Consider a mass moving with velocity v0 radius r0 on a table top by holding a string attached to the mass and passing through the centre of the table into my hand below the table.
Suppose I decrease radius to r then what is the value of final velocity v?
1)Is it given using Thand=mv2/r=mv02r0 or using
2)torque ext =0 =>angular momentum conserved =>mv0r0=mvr or using
3)work-energy theorem => Thand(r0-r)=1/2m(v2-v02)
Plz answer my doubt.
well the first eqn is not right since the tension in the hand will definitely change.
the second one is correct
for the third one since the tension is not constant and for the integration also there will be two unknowns therefore the third eqn ids not correct hence onle angular moimentum can be coserved as it causes no torque
P.S :did u get cleared on the ionic douubt that u had if u hav then pleese explain it to me too
I can keep tension const and reduce r as then v increases.
I don't understand why you say that T changes
Well I wrote wrote wrong in my previous reply.
I wanted to ask that T can remain const while r & v variate
that is
u want to say that if r decreases then v also decreases but that can not be true as there is no external torque henc mvr=constant i.e is r decreases then v should increase
dear ankul
acc. to the first eqn vincreases as r increases but actually it should decrease .Also in any of the cases there isnt any net torque hence shouldny anguar mom. be conserved?
Let me assume that initial velocity & radius are Vi and Ri. & the final velcity and radius are Vf and Rf .
Since u pull the string and hence the force and radius vector are along the same line therefore no net torque acts on the system and hence angular momentum is conserved.
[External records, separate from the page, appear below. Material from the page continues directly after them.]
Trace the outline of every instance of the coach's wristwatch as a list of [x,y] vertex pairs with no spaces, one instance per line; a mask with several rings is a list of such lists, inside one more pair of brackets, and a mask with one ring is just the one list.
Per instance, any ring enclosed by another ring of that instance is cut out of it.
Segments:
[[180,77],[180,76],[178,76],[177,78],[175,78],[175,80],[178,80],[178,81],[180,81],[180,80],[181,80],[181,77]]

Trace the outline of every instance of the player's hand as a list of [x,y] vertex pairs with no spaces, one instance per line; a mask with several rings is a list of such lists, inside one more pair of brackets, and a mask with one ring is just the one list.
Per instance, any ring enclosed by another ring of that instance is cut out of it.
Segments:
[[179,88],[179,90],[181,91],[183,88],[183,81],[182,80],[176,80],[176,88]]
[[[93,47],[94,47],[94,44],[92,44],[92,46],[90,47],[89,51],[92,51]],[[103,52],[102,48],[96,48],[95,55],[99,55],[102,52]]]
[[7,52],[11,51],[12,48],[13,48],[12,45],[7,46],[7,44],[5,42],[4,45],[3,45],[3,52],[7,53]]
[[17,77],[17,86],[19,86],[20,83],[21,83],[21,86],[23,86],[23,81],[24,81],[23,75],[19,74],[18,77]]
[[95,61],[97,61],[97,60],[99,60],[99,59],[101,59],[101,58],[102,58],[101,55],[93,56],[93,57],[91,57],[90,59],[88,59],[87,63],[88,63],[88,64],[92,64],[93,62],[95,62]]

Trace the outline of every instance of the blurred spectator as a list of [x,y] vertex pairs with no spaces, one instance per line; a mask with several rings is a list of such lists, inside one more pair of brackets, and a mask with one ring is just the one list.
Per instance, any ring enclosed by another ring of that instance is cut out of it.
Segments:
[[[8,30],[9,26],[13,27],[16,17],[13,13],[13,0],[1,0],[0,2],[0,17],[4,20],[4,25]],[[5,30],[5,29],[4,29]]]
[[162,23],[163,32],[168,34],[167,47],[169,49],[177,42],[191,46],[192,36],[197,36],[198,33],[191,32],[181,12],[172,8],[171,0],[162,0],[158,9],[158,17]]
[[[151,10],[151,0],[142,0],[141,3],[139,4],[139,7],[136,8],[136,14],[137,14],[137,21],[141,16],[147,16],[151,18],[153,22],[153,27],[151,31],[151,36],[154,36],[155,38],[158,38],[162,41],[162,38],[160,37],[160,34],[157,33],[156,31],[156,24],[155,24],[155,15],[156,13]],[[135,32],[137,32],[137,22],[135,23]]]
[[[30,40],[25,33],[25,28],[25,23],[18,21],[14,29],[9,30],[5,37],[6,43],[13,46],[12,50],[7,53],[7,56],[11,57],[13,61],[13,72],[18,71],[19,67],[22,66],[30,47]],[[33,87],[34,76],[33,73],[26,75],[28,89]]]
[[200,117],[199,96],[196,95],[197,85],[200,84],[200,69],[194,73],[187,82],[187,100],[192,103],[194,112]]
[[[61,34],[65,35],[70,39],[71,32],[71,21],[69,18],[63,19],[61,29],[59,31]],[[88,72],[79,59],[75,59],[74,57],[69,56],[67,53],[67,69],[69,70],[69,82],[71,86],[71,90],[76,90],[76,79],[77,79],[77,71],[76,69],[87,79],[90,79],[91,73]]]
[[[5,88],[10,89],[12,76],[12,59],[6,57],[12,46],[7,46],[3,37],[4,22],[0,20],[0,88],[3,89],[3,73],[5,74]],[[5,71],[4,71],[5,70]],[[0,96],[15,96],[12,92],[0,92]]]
Thus equation 2 must be used.
It is possible to pull the string in such a way that the initial and final tensions remain the same. In such a case both equations 1) and 2) are to be used and hence the values of Rf and Vf are fixed (meaning: u cannot choose the Rf and the fact that tension remains the same. Choosing one automatically determines the other.)
Out of the manny possible ways in which the radius can be reduced one of them is the way in which the tension of the string remains the same.
Ur equation 3) is completely wrong and hence cannot be used. The reason is that the radius cannot be reduced without a spiral motion. In this case we seem to simplify the problem and take into account the initial and final states only. When u apply the extra tension to the body directed to the centre u set it in motion along the radius. Now by conservation of linear momentum along the radius how can u explain its abrupt stopping at the desired radial distance. Obviously a retarding force must act in the direction of the radius to bring the body to a stop. This complicates the situation and hence work energy theorem cannot be applied with the simplification u seek.
Hey Asif,
I understood your point.But then my point is valid in case if i quasi-satically reduce radius from Ri to Rf so that Thand almost remains const. through-out.
then work energy just says all kinds of work(int.+ext.+non-conservative)=delta(K).Here all kinds of work=Thand x(Rf-Ri ) in which case even 3rd eq is valid.
Hey,
Can you please explain what quasi-statically means.